The blockbuster has returned to summer. It’s only fitting that Tom Cruise helped deliver it – but not without the help of a strong performance by co-star Emily Blunt.
Edge of Tomorrow, the Doug Liman-directed adaptation of “All You Need Is Kill,” manages to be a hybrid of groundbreaking films like Groundhog Day and Matrix, utilizing a flurry of fireworks effects and strong character development to create a sci-fi masterpiece.
The story follows the weak and callow Cage (Cruise), who is the U.S. military PR specialist. He spins the war in a positive angle and gets people to join – only, he himself is a f*cking pussy. When ordered to film the war live, he refuses and is branded a traitor. He’s forced into battle – his first ever – where he and his crew are literally decimated. But before he dies he kills one of the aliens, a very special alien that has the ability to repeat time. The power is transferred into Cage’s blood, which sets him on an insane course of dying and repeating. This is where Cage meets up with Rita (Blunt), who I believe to be the Edge of Tomorrow‘s “Wizard of Oz” – she basically helps Cage get brains, a heart, find his courage and his way back home.

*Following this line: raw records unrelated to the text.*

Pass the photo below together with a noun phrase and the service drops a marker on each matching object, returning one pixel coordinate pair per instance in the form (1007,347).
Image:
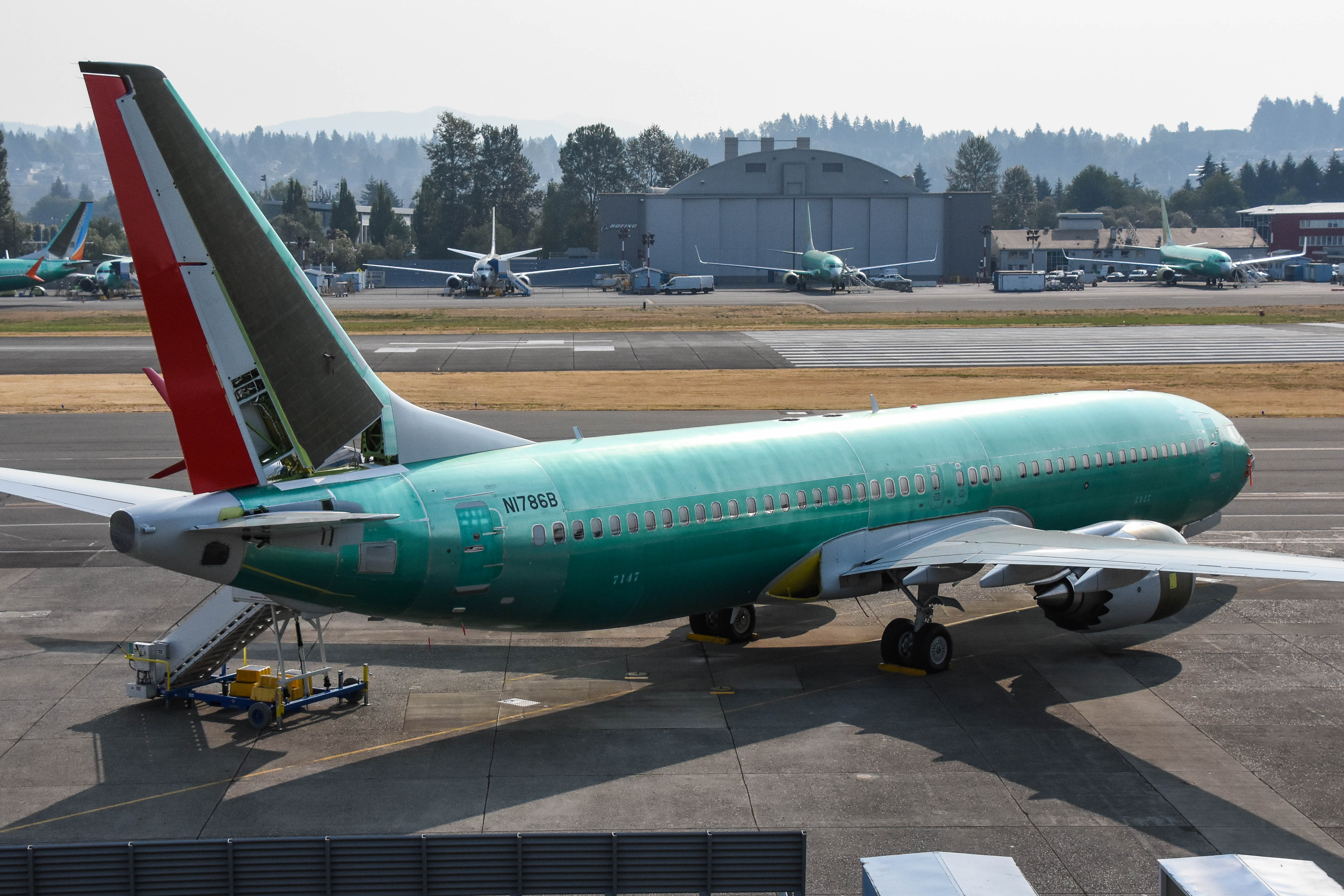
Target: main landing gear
(921,644)
(734,624)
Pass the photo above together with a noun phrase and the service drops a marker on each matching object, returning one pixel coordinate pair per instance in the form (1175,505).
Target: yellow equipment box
(252,675)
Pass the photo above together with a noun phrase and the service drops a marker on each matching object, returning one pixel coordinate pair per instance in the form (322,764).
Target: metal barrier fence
(427,866)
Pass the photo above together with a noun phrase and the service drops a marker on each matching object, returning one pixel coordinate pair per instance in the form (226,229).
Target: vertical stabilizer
(263,381)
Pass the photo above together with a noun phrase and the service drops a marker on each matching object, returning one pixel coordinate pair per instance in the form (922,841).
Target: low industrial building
(1316,229)
(1082,234)
(753,210)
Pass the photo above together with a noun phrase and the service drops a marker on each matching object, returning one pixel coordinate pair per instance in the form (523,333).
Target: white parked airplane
(491,269)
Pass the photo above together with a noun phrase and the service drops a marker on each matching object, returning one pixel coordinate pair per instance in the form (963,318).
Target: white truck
(689,284)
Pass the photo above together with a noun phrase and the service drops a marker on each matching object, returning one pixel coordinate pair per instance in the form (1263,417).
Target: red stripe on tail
(211,444)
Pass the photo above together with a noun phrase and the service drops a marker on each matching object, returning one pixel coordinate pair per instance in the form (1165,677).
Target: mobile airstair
(191,660)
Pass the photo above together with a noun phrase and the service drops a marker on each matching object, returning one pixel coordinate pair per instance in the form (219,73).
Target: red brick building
(1316,229)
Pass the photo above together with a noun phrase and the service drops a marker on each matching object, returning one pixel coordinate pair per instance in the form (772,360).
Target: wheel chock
(901,671)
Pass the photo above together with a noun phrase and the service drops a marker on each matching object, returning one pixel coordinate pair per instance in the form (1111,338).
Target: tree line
(1213,198)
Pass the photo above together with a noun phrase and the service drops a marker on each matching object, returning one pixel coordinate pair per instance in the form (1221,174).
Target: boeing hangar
(749,207)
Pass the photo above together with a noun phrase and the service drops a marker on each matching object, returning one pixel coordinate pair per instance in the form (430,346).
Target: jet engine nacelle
(1100,600)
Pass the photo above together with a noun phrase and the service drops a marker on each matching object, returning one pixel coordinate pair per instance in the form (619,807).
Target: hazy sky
(697,66)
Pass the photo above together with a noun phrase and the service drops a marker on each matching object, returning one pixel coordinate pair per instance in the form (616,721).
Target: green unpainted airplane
(820,268)
(64,256)
(318,488)
(1214,265)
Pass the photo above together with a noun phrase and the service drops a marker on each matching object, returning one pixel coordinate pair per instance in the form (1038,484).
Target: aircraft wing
(90,496)
(901,264)
(557,270)
(423,270)
(781,270)
(1264,261)
(1022,546)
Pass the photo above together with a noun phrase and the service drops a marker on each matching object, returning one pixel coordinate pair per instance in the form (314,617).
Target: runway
(964,297)
(757,350)
(1085,758)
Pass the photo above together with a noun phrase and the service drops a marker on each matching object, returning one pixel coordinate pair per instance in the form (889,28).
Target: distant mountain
(421,124)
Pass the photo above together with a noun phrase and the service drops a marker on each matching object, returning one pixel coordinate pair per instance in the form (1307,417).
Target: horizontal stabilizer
(90,496)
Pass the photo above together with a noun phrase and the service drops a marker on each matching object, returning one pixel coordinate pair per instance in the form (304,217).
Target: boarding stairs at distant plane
(196,652)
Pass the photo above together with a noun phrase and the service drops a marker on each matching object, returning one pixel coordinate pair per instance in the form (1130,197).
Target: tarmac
(729,350)
(933,299)
(1086,758)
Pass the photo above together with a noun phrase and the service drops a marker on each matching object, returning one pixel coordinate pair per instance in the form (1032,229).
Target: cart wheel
(260,715)
(357,696)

While I expected more fighting, Edge is more of a character piece about moral values and facing your fears, especially the fear of death. If anything, it felt like catharsis for the writers. The screenplay is really what makes Edge of Tomorrow such a cinematic gem, and writers Christopher McQuarrie, Jez Butterworth, John-Henry Butterworth and Hiroshi Sakurazaka (novel) never let the rebirth “gimmick” get in the way of storytelling. In fact, the third act completely does away with regenerative powers and leaves our heroes in the moment of truth – there is no second chance. By removing said gimmick, the film is injected with an insane amount of tension and an extreme sense of urgency.
But none of that would have mattered if you didn’t care about the main characters. Cruise’s character arc was absolutely incredible; it was like watching the birth of John McClane, Ellen Ripley or Neo. And even though Cruise is the big name, Blunt ends up being the one who carries the film on her back by delivering a tremendous performance.
Edge of Tomorrow is the return of the summer blockbuster. It really does have it all. Instead of turning in an effects bonanza that’s lacking in heart and built on fear, it has the courage and brains to deliver something fresh, smart and everlasting. Edge will have you dying for repeat viewings for the rest of eternity.